—¿Adónde vamos?
Cecilia estaba totalmente confundida.
Con la hora que era, ¿a poco el señor Teodoro la iba a poner a trabajar a la fuerza?
—Cuando lleguemos lo verás.
Teodoro no tenía tiempo para explicaciones.
Además, había demasiada gente ahí y no era un buen lugar para entrar en detalles.
Su trabajo era semi-confidencial, por lo que obviamente no podía andar contándolo a los cuatro vientos.
—Yo... —Cecilia quiso negarse, pero Teodoro ya la llevaba a rastras hacia la salida.
Lo único que Cecilia alcanzó a hacer fue despedirse de Agustín con la mano.

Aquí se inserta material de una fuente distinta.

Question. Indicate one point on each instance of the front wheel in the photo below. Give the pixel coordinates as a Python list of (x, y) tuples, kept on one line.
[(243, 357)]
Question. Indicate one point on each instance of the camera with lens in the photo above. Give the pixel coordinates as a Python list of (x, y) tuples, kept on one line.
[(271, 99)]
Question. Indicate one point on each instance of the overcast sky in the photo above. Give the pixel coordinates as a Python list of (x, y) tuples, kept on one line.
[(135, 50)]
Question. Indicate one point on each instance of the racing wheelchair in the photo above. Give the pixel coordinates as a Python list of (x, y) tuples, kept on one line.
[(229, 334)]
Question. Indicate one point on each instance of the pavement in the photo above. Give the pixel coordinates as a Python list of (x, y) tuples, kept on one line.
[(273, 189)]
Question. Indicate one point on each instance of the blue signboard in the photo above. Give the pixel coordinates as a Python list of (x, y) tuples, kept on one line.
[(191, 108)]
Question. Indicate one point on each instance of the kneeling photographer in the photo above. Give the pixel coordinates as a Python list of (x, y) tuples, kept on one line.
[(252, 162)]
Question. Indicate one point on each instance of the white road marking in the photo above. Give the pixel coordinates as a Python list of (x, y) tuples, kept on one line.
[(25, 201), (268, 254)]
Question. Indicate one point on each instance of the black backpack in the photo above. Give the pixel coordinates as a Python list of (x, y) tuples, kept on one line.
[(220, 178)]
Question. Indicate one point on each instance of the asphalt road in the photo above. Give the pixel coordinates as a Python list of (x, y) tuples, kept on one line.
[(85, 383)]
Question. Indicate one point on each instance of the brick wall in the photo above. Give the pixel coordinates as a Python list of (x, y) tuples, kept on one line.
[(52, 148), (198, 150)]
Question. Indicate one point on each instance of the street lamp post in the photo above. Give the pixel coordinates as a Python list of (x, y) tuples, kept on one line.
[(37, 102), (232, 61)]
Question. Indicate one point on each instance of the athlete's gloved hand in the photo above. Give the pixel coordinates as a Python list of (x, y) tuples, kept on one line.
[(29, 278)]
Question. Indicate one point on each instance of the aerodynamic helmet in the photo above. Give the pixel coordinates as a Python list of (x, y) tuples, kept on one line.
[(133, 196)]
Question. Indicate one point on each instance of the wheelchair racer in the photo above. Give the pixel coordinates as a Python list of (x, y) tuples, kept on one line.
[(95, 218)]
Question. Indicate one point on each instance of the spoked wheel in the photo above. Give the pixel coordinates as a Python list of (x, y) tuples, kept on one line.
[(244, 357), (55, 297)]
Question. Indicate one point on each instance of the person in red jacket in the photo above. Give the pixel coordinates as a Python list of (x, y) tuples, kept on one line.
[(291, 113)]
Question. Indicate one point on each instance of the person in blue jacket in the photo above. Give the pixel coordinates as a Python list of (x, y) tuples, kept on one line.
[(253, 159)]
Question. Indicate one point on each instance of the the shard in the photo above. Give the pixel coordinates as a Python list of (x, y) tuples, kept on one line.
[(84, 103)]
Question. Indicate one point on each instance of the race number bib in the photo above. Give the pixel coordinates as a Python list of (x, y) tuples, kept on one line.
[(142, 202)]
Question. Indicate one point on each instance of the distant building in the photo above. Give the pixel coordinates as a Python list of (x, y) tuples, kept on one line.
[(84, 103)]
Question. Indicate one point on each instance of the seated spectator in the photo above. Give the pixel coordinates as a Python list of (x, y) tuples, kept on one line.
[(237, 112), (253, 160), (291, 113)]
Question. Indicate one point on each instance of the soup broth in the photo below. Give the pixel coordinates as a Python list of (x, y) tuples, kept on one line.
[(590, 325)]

Sabrina vio con impotencia cómo su abuelo se llevaba a Cecilia, y sintió un nudo de coraje.
Dado lo especial del trabajo de su abuelo, jamás los había invitado a ellos, sus propios nietos, cuando le llamaban de emergencia.
Qué decir de los nietos, ¡ni siquiera su padre tenía ese privilegio!
¿Y por qué Cecilia sí?
¿Acaso era solo por la relación con su maestro?
Y, por si fuera poco, su abuelo acaba de ofrecerle enseñarle la Técnica de las Trece Agujas a Cecilia, algo que ella misma nunca pudo aprender.
Su abuelo había decretado que toda la generación actual de los Hernández carecía de talento y, por ende, ninguno era apto para aprender la técnica.
Ni siquiera se había molestado en enseñarle, y ya había decidido que no servía para eso.
Sabrina no podía tragarse ese trago amargo.
Pero tampoco podía hacer nada al respecto.
Ella también deseaba con todas sus fuerzas ganarse la aprobación de su abuelo.
Al verlo preferir a una chica que no era de la familia, Sabrina sintió que le hervía la sangre de la envidia.
Giró la cabeza y vio a Agustín, quien también se había quedado atrás.
—Señor Sandoval, mi abuelo necesitaba a Cecilia para algo urgente. Si piensa quedarse a esperarla, ¿por qué no mejor...?
Antes de que Sabrina pudiera terminar la frase, fue interrumpida: —No es necesario, ya me voy.
Agustín no le dio oportunidad de continuar.
Luis tenía algo de qué hablar con Agustín, así que también salió tras él junto con Julia.